He said something like this model was already being developed within the Neocatechumenal Way and in many of the new ecclesial movements that are springing up around Ireland.

“It will of course mean a certain amount of ‘letting go’ by priests and even bishops as the centre of gravity of life, worship and mission in the parish shifts from the parochial house or diocesan curia to the little domestic churches and gatherings of families on the ground.

“However, the dividend for such a divestment could be more energised, connected families approaching Sunday Eucharist as the summit of their week and as the source of nourishment and life for the week ahead,” the Primate of All Ireland suggested.
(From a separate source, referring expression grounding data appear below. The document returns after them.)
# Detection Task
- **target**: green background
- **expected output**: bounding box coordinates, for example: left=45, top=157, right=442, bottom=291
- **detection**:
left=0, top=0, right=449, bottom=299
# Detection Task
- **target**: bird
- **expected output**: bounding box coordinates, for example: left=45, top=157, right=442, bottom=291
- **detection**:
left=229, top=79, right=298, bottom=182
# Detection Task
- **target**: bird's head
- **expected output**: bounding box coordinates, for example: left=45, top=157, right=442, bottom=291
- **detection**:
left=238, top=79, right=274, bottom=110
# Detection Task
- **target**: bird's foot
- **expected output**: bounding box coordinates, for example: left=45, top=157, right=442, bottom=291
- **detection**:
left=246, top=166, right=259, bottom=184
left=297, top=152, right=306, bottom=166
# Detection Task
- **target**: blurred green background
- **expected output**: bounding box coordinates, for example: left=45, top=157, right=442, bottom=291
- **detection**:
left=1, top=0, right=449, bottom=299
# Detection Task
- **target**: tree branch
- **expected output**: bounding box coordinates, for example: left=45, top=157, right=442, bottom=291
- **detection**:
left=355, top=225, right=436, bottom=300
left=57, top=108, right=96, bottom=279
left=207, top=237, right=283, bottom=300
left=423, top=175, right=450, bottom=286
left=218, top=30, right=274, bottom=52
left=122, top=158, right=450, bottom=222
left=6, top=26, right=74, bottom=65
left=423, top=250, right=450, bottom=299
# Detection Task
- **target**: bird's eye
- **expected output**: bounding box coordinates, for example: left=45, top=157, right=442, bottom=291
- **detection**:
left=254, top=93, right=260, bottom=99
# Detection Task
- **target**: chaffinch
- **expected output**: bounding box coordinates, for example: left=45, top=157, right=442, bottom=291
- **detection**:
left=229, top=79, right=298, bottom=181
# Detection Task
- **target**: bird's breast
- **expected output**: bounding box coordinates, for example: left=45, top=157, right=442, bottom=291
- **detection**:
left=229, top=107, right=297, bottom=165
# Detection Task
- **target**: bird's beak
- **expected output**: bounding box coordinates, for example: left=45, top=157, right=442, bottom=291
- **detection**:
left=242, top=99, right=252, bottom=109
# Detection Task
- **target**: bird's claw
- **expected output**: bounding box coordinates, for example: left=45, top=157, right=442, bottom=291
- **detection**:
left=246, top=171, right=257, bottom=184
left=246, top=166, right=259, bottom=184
Coming back to the poet Seamus Heaney, the Archbishop acknowledged that all of this might seem a strange thought process for him to engage in at the home place of the great writer.

Explaining his reasoning, he said the more he read Heaney’s poetry the more he sensed Heaney’s deep understanding of how people are connected to one another by their locality and their shared sense of place, history and tradition.

“Heaney develops somewhat his understanding of this ‘connectedness’ in his final volume of poetry, Human Chain (2010). He certainly saw his home place as a liminal space or ‘aperture’ connecting him as a person to the world at large, to times past in Ancient Ireland, Rome or Greece, and even to the infinite and transcendent.”